Nicole y su marido eran primos carnales. Su matrimonio había sido un arreglo para intentar unir a las dos ramas litigantes de la familia, pues él aspiraba al trono basándose en unos documentos de dudosa autenticidad que prescribían que sólo los varones podían heredarlo. Pero aquella alianza no había satisfecho a nadie y los dos esposos se trataban como enemigos.
—¿No tenéis ningún servidor de confianza en el que apoyaros?
Pensaba en el modo en que Anne la había sostenido cuando se había visto de pronto de ama en casa de su padre. Pero Nicole no tenía que gobernar una simple hacienda sino un pequeño país. Le tendió su modesto pañuelo de algodón para que se secara las lágrimas y aquel gesto de compasión le devolvió algo de entereza:
—Nadie que pueda hacerle frente.
Madeleine le apretó las manos con una firmeza que la sorprendió a ella misma:
—Seguro que encontráis un modo de pararle los pies. —Y añadió, sin saber muy bien por qué—: Yo estaré a vuestro lado.
Igual que si ella fuera una roca en la que Nicole pudiera apoyarse.
Se miraron en silencio unos instantes. La duquesa se había ido serenando y le preguntó si tenía hambre. La cocinera había hecho una tarta de manzana y podían compartirla acompañada de un poco de vino dulce. A Madeleine se le hizo la boca agua y aceptó encantada.

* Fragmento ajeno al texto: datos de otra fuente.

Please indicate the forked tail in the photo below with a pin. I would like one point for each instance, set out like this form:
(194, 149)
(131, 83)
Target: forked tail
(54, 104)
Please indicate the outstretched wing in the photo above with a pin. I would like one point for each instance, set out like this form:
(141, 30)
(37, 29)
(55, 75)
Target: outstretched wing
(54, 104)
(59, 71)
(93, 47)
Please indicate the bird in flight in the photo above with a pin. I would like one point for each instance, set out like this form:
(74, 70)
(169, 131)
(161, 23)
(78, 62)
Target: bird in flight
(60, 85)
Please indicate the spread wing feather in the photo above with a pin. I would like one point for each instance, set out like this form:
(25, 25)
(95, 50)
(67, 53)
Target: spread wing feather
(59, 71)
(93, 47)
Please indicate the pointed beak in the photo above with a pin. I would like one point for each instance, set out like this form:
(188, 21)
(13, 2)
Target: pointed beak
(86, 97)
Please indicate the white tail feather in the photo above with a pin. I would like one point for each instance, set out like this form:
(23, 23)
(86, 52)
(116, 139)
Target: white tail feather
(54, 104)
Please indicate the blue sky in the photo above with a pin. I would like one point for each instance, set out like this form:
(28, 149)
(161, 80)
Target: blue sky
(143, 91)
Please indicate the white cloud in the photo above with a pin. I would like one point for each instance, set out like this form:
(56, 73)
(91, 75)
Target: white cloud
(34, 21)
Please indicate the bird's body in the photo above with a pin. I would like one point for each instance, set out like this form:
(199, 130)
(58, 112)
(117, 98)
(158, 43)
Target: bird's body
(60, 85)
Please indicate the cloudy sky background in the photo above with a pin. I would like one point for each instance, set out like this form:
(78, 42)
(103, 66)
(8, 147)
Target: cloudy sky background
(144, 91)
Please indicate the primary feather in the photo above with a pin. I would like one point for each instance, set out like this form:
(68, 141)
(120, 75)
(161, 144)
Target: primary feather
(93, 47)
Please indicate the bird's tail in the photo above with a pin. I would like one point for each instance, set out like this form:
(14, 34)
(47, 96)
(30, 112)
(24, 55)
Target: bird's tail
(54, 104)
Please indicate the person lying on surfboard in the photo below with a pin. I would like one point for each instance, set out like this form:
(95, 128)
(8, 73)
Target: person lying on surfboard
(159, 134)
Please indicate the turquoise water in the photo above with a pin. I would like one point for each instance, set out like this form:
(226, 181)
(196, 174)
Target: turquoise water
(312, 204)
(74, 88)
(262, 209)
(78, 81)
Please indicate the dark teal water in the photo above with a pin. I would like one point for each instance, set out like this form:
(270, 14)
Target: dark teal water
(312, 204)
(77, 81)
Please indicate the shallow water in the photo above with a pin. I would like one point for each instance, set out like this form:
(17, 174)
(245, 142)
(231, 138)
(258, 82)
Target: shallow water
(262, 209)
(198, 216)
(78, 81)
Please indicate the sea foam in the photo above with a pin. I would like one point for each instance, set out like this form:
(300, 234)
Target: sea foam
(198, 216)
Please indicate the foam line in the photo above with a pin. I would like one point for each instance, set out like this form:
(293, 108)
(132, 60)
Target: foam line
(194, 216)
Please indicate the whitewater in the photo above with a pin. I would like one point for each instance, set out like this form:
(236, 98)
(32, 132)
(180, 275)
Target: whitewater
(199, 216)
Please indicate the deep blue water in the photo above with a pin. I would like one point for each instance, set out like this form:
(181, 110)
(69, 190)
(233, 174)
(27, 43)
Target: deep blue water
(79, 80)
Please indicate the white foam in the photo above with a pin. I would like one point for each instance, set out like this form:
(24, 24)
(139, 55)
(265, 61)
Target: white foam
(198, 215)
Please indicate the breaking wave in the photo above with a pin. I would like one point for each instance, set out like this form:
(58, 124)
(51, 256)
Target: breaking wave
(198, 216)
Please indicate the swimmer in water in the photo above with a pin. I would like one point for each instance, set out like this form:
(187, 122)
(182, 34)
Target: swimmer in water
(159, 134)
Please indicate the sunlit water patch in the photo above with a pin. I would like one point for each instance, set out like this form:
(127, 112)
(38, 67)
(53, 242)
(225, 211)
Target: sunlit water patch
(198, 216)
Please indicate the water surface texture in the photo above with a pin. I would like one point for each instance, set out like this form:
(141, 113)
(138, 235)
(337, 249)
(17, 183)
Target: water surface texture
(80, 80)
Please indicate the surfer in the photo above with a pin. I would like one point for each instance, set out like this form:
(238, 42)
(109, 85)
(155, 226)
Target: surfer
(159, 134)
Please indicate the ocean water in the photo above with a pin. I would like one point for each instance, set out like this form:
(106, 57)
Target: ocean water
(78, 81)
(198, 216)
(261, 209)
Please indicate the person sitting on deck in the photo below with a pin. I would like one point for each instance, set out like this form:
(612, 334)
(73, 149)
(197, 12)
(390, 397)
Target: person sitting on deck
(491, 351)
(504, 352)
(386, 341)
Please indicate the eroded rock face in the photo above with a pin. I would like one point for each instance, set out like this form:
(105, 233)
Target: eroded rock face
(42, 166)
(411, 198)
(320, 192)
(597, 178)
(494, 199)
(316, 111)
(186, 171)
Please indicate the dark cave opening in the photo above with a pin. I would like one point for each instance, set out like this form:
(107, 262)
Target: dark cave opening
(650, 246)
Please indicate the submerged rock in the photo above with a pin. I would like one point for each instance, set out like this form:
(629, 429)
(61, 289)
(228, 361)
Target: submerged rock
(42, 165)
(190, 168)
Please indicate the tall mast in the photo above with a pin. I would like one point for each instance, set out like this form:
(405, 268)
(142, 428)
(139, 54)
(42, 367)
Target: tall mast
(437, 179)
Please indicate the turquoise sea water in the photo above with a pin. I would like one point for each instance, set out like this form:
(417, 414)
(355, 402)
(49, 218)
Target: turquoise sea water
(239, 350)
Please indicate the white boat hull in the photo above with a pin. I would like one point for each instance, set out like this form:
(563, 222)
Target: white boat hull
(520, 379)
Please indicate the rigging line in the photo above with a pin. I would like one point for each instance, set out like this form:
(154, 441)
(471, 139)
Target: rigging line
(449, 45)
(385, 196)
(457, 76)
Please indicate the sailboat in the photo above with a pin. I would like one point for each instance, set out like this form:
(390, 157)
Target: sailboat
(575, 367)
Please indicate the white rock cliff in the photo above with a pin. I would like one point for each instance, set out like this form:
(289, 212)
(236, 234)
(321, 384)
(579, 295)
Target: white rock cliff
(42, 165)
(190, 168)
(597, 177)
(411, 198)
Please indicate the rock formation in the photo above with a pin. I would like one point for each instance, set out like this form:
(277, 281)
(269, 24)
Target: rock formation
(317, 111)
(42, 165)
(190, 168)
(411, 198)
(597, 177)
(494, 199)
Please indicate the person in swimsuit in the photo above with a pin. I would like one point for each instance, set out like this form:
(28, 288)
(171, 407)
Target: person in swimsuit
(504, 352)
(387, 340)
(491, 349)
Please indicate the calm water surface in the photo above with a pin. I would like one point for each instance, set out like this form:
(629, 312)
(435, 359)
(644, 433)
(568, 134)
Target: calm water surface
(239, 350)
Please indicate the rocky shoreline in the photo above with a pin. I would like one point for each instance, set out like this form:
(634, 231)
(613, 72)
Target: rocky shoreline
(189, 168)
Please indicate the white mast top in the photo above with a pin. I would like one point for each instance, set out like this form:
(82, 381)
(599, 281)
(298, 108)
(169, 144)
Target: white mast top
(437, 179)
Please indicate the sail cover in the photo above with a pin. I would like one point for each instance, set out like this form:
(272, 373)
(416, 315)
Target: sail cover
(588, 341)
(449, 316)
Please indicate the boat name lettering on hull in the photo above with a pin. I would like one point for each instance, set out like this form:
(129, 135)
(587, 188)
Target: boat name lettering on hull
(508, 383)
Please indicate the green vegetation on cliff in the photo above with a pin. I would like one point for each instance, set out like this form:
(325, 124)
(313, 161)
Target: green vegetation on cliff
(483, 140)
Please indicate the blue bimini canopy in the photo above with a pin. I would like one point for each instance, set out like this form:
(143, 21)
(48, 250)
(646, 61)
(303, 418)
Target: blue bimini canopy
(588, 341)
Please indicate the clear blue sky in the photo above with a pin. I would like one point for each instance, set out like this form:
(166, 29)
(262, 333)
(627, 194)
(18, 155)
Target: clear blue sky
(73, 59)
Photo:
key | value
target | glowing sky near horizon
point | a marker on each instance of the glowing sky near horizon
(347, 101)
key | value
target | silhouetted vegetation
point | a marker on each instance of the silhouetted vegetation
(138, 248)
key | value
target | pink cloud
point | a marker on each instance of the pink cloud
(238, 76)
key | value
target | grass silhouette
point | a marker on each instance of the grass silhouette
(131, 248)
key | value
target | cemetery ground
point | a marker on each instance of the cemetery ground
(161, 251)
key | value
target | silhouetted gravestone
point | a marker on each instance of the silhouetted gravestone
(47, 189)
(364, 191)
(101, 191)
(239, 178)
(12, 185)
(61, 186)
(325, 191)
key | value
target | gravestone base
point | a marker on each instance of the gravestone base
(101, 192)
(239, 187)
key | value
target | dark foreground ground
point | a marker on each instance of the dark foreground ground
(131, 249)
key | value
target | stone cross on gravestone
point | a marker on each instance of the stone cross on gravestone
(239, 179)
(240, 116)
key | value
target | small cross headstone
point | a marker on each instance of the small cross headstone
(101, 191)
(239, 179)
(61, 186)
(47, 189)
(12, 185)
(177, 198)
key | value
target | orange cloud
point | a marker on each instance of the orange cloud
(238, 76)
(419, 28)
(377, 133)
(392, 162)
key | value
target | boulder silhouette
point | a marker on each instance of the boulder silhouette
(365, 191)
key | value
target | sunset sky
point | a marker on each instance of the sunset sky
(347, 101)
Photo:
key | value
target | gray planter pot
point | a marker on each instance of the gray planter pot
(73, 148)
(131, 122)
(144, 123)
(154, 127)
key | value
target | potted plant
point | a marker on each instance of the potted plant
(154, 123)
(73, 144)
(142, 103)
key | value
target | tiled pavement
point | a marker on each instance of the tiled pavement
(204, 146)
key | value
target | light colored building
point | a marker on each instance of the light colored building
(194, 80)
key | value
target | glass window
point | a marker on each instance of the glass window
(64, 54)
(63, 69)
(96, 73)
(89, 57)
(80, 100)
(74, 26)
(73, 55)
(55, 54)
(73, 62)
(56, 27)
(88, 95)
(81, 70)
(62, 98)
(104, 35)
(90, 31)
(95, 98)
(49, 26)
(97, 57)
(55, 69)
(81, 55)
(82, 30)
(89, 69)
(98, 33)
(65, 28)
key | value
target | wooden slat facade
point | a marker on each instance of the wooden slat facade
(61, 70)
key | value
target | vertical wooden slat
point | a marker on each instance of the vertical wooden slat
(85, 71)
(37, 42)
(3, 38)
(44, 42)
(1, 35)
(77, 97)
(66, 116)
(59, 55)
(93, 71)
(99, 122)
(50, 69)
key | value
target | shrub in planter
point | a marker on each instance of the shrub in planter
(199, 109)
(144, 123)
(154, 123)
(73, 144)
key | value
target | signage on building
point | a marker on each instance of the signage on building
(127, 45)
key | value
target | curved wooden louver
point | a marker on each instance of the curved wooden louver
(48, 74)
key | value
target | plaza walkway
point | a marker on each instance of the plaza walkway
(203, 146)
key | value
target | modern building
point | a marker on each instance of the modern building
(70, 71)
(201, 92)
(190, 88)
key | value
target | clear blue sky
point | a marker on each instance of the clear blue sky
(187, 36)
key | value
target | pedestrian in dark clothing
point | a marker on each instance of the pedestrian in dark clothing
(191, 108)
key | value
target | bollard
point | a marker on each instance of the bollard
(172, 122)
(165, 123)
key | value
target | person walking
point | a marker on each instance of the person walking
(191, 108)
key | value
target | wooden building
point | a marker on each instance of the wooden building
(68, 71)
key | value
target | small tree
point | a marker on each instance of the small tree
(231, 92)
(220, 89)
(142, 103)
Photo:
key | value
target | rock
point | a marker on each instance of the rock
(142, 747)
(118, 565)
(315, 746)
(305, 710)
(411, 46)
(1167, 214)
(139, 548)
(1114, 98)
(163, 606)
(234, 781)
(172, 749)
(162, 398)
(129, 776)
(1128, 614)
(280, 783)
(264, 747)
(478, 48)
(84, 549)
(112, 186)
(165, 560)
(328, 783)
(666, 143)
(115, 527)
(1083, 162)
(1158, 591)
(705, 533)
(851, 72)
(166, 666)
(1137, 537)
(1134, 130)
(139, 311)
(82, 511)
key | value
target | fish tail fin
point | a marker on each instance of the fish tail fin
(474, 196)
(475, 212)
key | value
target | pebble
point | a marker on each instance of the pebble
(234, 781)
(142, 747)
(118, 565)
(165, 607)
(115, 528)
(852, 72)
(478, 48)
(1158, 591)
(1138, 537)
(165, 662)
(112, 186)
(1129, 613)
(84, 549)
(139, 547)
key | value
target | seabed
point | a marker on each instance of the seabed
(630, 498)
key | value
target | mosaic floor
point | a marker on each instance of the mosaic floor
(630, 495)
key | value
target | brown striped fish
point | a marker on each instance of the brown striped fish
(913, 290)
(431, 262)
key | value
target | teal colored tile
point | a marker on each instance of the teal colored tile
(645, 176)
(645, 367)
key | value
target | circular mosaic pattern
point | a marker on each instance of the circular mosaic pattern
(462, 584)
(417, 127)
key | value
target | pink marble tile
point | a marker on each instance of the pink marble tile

Nicole le pidió que le descifrase la página que estaba leyendo. Era un pasaje que hablaba de Perséfone, de su rapto, de su estancia en los infiernos y de su rescate y vuelta a la vida, y Madeleine sentía como si aquel mito antiquísimo contase su propia historia. Sin darse cuenta, los ojos se le llenaron de lágrimas. Qué tonta. Pero su amiga la cogió de la mano, comprensiva.
Según fueron dando cuenta del vino, crecieron en ambas las ganas de desahogarse. Hablaron hasta cerca de la medianoche. Nicole le relató con detalle las miserias de su matrimonio y ella le contó, no sin vergüenza, cómo había estado a punto de caer en las garras de Lessay. Nunca volvería a dar cuerda a un galán que la requebrara con falsedad.
Finalmente, la duquesa comenzó a bostezar. Su larga charla le había devuelto la tranquilidad:
—¡Estoy tan contenta de que vuestra estancia aquí os esté sentando así de bien! —exclamó, antes de despedirse—. ¿Vendréis próximamente a la Corte? No sé si estaréis preparada para enfrentaros al mundo tan pronto.
Madeleine se encogió de hombros:
—Ya no tengo miedo.
No era una bravata, sino la verdad. Por extraño que pareciera.
Nicole se levantó decidida:
—Mandaré pronto a buscaros. Todo irá bien. Nos encomendaremos a Aquella Cuya Voluntad se Cumple —dijo con un guiño y una inclinación de cabeza hacia el manuscrito.
Madeleine iba a preguntarle qué quería decir con aquello. Por el gesto que había hecho daba la impresión de que era algo que tenía que ver con el libro, aunque Nicole le había dicho que ella no lo había leído. Pero la duquesa salió del cuarto antes de que le diera tiempo a decir nada y cerró la puerta tras ella. Un soplo helado le recorrió el cuerpo. No había notado hasta entonces el frío que hacía en la estancia. Se frotó los brazos. En ese momento, el aceite de la lámpara se consumió y la oscuridad conquistó la habitación por completo.